Yo provengo de un lugar en
el que la lluvia forma parte natural del paisaje, tanto es así que una conocida cadena gallega de supermercados creó una exitosa campaña publicitaria cuyo lema era "se chove, que chova" (si llueve, que llueva) en donde la protagonista principal era, como no podía ser de otra manera, la lluvia y sobre todo la manera que tenemos los gallegos de convivir con ella. Confieso sin embargo que después de
todos estos años todavía no me he acostumbrado a que se presente sin haber sido
invitada a pasar. Durante mi época en Pontevedra era tan habitual que llegase
y se quedase tanto tiempo que en cuanto la veo asomarse por la esquina giro en
redondo para ver si de esta manera consigo esquivarla. Recuerdo un año, relativamente
reciente en el tiempo, en el que se presentó salerosa un día de septiembre y no
decidió darnos tregua hasta bien entrado el mes de abril. Se convirtió en el
huésped incómodo, ese que aparece sin llamar a la hora de la merienda y que
decide quedarse ya no sólo a cenar sino también a dormir, a pesar de no haberse
traído el pijama, obligándote a sacar el colchón hinchable que tienes guardado
y cogiendo polvo en la parte alta del armario.
Que no os confundan mis
palabras. Me gusta el sonido repiqueteante de las gotas cuando tropiezan con el suelo, me gusta esa sensación de melancolía que
acompaña a esos días plomizos... pero sólo si no tengo la necesidad de salir de
casa. Cuando estoy en el salón, bajo la manta y disfrutando de una buena
película me importa poco que se inunden las calles, pero si me ha tocado en
suerte tener que hacer algún recado, entonces la historia cambia. Esquivar a
las personas procurando que no te claven una varilla del paraguas en el ojo es
tarea harto complicada cuando caminas por una ciudad en la que la gente se
multiplica como las hormigas, y más en los días de lluvia. Tal pareciese que
por cada gota que cae un sujeto más decidiese entrar en escena.

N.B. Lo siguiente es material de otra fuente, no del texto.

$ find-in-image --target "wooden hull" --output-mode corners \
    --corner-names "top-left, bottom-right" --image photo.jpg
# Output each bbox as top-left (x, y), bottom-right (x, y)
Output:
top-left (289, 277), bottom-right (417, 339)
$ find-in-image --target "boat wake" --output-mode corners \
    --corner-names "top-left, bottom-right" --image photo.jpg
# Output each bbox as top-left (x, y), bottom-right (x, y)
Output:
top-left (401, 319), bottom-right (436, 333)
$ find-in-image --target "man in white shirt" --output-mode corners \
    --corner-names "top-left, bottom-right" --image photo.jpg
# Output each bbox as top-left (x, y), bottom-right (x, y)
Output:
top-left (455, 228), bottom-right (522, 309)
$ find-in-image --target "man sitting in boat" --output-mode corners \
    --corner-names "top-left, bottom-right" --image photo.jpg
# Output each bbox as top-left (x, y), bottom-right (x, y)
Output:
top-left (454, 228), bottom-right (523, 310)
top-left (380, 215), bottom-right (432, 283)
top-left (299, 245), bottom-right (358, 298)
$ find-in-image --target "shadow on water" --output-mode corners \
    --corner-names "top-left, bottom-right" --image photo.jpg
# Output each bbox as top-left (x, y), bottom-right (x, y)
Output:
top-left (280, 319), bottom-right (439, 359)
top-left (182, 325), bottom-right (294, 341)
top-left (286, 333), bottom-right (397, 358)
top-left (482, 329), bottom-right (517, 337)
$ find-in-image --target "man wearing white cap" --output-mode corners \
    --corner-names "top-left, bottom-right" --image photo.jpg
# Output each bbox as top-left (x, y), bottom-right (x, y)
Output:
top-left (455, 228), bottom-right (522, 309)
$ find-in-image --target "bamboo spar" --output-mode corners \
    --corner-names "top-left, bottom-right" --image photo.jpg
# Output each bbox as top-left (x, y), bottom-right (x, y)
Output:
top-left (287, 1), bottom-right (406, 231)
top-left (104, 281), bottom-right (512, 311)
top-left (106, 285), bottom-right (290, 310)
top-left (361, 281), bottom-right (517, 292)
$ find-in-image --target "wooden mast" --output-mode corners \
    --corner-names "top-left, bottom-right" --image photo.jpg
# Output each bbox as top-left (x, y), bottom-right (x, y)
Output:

Y ya no digo nada si para llevar a cabo nuestro cometido es imprescindible hacer uso del coche. Sacar el automóvil del garaje cuando las
calzadas están mojadas ha resultado ser el mejor experimento que existe para comprobar si en el
sitio en el que te encuentras suele llover a menudo o lo hace sólo de vez en
cuando. En un día cualquiera de lluvia en Pontevedra puede que el tráfico
circule más lento por esto de que la precaución es mayor, pero la reacción de
los conductores es la misma que cualquier día de sol reluciente. Así de
habituados estamos a convivir con el agua que viene del cielo. Ahora bien, caen
cuatro gotas en Madrid y se atasca el túnel de la M-30 y por ende la M-30 entera. Y ya
puestos, por esto de no ser menos, también lo hacen la M-40, la A2, el nudo de
Manoteras, el Paseo de la Castellana, el tramo de la A6 entre Las Rozas y el
Plantío… y Madrid es un caos total con atascos interminables y accidentes por alcance que se cuentan por decenas. Y entonces os pasa lo que a mí: que un
tramo de apenas 12 km que en condiciones normales se recorre en 14 minutos, (salvo
que sea por la mañana que es cuando parece que media ciudad ha decidido
dirigirse hacia el mismo punto que tú y el tiempo pasa de 14 a 35 minutos) se
convierte en una espera interminable de más de una hora. Es el precio que hay
que pagar por vivir en una gran ciudad y como tal lo asumo, pero me resulta
cuanto menos exagerado en ocasiones.
Ante lo que sí me rindo
sin remedio es a los colores que se pintan en esta época del año, trazos propios del mejor pintor impresionista. El otro día paseaba por
el Parque del Retiro y observaba maravillada la diversidad de tonos ocres y
verdes que me iba encontrando por el camino. Incluso el agua del lago tenía un
color grisáceo, reflejo del cielo que sobre él se mostraba, que quitaba la respiración.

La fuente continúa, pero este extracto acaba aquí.